Questionable Motives

By Guest Contributor

The newspaper you are holding in your hands would read very differently had the school administration not deliberately shied away from an important civil dialog. This should reveal something to all of us about the attitude that the administration is taking on this issue, and even more importantly, why more people need to be talking about this right now.

One of the headlines that you might have found on the front page of this paper would read: Finance Experts Debate Value of Fossil Fuel Divestment, or more probably, Finance Experts Say Divestment “Can be Done”. But even though the administration promised one more panel and Middlebury College Vice President for Finance and Treasurer Patrick Norton confirmed that it would fall on Jan. 14, the panel did not happen.

Last year, the Middlebury College administration promised Divest Midd that the school would host three panels in total, the first with an array of professionals, a student and a representative from our investment manager, Investure. The second would feature students, and the third would be composed of financial experts. The first two have taken place already, and throughout the fall we were reassured that the third panel would happen. Yet, the date for the third panel has come and passed, and the administration did not host the panel. The only response we’ve heard from Norton is that the administration needs more time to reach out to speakers, many of whom were already identified by Divest Midd and the administration.

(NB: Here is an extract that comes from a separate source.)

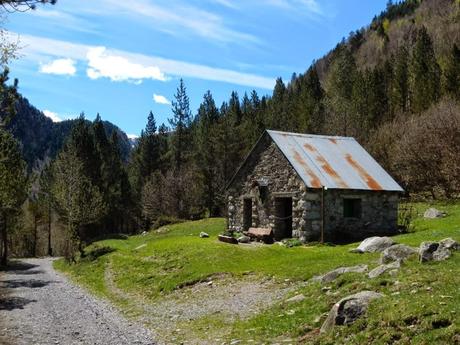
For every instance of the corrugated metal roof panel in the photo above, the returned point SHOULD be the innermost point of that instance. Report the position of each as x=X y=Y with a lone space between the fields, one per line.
x=333 y=162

As is often the case, the real reason is more complicated. However, the reasons for having a third panel cannot be clearer. Finance experts are the ones who know the actual workings of how divestment can be done. They are the ones who know the whole business better than do either students or administrators and who really can use their expertise in making this decision about whether or not to divest completely from fossil fuels. Each colleges’ situation is unique. That is why Middlebury needs its own divestment panel with finance experts.

The most fundamental question when it comes down to divestment is this: should the school care about where its money is coming from, and where it is going? If our money comes from investing in companies that have questionable business ethics, or disrespect the consequences of their malpractices, does the school have a moral obligation to pull out their investments in these companies? So long as this tension is not resolved, we still have to commit ourselves to figuring out ways to at least ease this tension.

Yet, the administrators have postponed this important discussion indefinitely. Then we have to ask ourselves why. Are they afraid of an inconvenient truth? Why would they want to delay such an important conversation? Understandably, there are disincentives for the school to organize such a panel, because the status quo is less work and has lower risks. But are we, wware other students who care about the future of the College, along with all the staff and faculty who have a vision for this community, going to allow this to just happen? It doesn’t matter if you support divestment from fossil fuels or not, but how can the administrators be let off making a false procedural promise, until perhaps no meaningful actions regarding divestment can be taken by the end of the school year?